Uma ocorrência de resgate de animal silvestre mobilizou equipes da Patrulha Rural do 16º Batalhão da Polícia Militar e da Polícia Ambiental na tarde desta segunda-feira (18), em uma fazenda no distrito Guará, em Guarapuava. O chamado aconteceu após um produtor rural, cadastrado no programa de segurança da Patrulha Rural, localizar um felino silvestre debilitado dentro da propriedade Fazenda Santa Emília.

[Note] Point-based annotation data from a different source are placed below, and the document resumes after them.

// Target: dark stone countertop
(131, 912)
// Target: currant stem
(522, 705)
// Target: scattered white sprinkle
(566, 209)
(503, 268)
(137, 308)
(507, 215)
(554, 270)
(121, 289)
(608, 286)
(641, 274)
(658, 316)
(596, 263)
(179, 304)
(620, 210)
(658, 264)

Inicialmente, a suspeita era de que se tratava de uma jaguatirica. No entanto, segundo o coordenador do Serviço de Triagem de Animais Silvestres (Cetras) da Unicentro, professor Rodrigo Martins de Souza, o animal era, na verdade, uma fêmea idosa de gato-maracajá.
As equipes policiais se deslocaram até a propriedade rural e conseguiram realizar o resgate do animal. Na sequência, o felino foi encaminhado ao Centro de Triagem e Reabilitação de Animais Silvestres (Cetras) da Unicentro para atendimento veterinário especializado.
Animal chegou em estado grave
Segundo o professor Rodrigo Martins de Souza, a fêmea de gato-maracajá chegou em estado extremamente debilitado ao setor de atendimento. De acordo com ele, o animal já estava em coma no momento em que deu entrada no serviço veterinário e, apesar dos atendimentos realizados, não resistiu.
Ainda conforme o coordenador do Cetras, a morte ocorreu em razão da idade avançada do felino. A estimativa é de que a fêmea tivesse pelo menos 13 anos, idade considerada elevada para a espécie em vida livre. Segundo Rodrigo, em cativeiro, animais da espécie podem viver por mais tempo.
Espécie é diferente da jaguatirica
O professor também destacou que o gato-maracajá e a jaguatirica são espécies diferentes, apesar de ambos serem felinos silvestres encontrados em regiões de mata.

Toda a documentação relacionada à ocorrência foi confeccionada pelas equipes policiais que participaram do atendimento.